Choose a basis of $V_2/\text{Im }T$.

Similarly, we do $V_= := K^{n_-}$, and $(b_1,...,b_{n_-}) \mapsto \sum_{j=1}^{n_-} b_j y_j$.

We now wish to show that $R_+$ is surjective. So

$\begin{pmatrix} T & R_{-} \\ R_{+} & 0\end{pmatrix} : V_1 \oplus V_- \rightarrow V_2 \oplus V_+$ is surjective. So what we have shown (I’ve omitted most of the proof about $Tu + \sum_{j=1}^n b_j y_j = 0$ and stuff) is that if the operator is Fredholm, then we can set up this thing so that it is invertible. We also get that $E_{-+} : K^{n_+} \rightarrow K_{n_-}$ is clearly Fredholm since $n_+$ and $n_-$ are finite.

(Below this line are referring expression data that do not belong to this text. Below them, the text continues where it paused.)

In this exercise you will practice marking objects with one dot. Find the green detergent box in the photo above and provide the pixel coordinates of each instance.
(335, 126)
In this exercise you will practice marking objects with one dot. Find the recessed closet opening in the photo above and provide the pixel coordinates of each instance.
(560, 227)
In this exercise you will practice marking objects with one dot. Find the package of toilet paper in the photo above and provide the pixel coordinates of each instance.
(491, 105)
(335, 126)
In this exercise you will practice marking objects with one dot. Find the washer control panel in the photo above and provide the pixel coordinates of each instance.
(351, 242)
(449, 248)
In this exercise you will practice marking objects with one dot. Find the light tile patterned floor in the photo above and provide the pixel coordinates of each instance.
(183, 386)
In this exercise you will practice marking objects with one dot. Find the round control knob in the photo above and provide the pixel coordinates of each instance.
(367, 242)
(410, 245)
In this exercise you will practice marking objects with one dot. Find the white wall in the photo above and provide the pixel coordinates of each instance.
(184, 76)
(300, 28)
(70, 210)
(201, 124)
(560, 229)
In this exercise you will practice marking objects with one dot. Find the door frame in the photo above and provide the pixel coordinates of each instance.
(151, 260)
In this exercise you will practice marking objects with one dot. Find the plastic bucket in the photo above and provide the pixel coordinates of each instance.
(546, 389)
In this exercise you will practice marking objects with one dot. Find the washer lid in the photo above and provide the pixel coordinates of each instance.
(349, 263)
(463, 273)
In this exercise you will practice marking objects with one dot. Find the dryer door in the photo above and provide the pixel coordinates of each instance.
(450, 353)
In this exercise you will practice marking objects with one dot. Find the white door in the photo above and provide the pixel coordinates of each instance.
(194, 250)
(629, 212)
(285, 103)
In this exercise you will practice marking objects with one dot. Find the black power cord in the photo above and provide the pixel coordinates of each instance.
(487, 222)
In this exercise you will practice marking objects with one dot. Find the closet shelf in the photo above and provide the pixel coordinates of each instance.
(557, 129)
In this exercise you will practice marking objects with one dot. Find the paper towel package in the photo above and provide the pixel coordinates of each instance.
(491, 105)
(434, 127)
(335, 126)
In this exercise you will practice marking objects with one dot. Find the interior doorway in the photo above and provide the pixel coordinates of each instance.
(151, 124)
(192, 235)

To show the other direction, first we observed that $R_+$ is surjective and $R_-$ is injective by actually multiplying out $\begin{pmatrix}T & R_- \\ R_+ & 0 \end{pmatrix}\begin{pmatrix} E & E_+ \\ E_- & E_{-+} \end{pmatrix}$ and $\begin{pmatrix} E & E_+ \\ E_- & E_{-+} \end{pmatrix}\begin{pmatrix}T & R_- \\ R_+ & 0 \end{pmatrix}.$

Then, we took $\begin{pmatrix} u \\ u_-\end{pmatrix} \in V_1 \oplus V_-$ and $\begin{pmatrix} v \\ v_+\end{pmatrix} \in V_2 \oplus V_+$, and saw that $Tu = v$, $u_- = 0$, $Ev + E_+ v_+ = u$ and $E_- v + E_{-+} v_+ = 0$.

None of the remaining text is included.